Cooperative multi‑agent systems, exemplified by network routing and autonomous vehicle coordination, require efficient decentralised reinforcement learning methods. The authors introduce COMA, a counterfactual multi‑agent policy gradient method, to address decentralised policy learning. COMA employs a centralised critic to estimate Q‑values, decentralised actors to optimise policies, and a counterfactual baseline that marginalises a single agent’s action while fixing others, enabling efficient computation in a single forward pass and evaluation on StarCraft micromanagement with partial observability. COMA outperforms other multi‑agent actor‑critic methods on StarCraft micromanagement and rivals state‑of‑the‑art centralised controllers with full state access.

Abstract

Many real-world problems, such as network packet routing and the coordination of autonomous vehicles, are naturally modelled as cooperative multi-agent systems. There is a great need for new reinforcement learning methods that can efficiently learn decentralised policies for such systems. To this end, we propose a new multi-agent actor-critic method called counterfactual multi-agent (COMA) policy gradients. COMA uses a centralised critic to estimate the Q-function and decentralised actors to optimise the agents' policies.
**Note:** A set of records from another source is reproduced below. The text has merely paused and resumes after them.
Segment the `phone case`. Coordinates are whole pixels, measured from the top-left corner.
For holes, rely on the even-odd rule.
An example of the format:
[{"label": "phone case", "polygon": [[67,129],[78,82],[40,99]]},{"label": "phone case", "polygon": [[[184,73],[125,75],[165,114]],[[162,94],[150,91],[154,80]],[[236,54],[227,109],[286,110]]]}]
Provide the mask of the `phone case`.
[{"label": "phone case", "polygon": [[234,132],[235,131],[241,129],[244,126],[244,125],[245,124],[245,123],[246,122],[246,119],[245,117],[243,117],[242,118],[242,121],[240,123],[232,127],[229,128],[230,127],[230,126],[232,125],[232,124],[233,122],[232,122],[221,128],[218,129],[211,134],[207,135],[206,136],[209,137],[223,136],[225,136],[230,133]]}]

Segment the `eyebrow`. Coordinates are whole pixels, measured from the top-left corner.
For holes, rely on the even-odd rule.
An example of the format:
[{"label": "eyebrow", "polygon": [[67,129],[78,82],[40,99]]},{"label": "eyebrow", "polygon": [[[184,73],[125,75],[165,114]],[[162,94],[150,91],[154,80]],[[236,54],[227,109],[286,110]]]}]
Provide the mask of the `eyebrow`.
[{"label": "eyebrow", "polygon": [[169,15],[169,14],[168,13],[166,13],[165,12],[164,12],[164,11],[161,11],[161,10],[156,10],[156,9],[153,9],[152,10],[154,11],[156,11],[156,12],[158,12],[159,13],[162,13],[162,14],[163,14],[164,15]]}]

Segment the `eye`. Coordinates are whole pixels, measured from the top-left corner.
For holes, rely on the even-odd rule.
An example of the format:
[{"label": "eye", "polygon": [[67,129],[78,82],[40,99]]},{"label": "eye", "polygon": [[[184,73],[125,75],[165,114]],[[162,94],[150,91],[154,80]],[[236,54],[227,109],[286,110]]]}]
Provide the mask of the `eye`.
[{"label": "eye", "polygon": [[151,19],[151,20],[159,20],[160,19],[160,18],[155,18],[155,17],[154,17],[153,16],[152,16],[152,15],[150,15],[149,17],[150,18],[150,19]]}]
In addition, to address the challenges of multi-agent credit assignment, it uses a counterfactual baseline that marginalises out a single agent's action, while keeping the other agents' actions fixed. COMA also uses a critic representation that allows the counterfactual baseline to be computed efficiently in a single forward pass. We evaluate COMA in the testbed of StarCraft unit micromanagement, using a decentralised variant with significant partial observability. COMA significantly improves average performance over other multi-agent actor-critic methods in this setting, and the best performing agents are competitive with state-of-the-art centralised controllers that get access to the full state.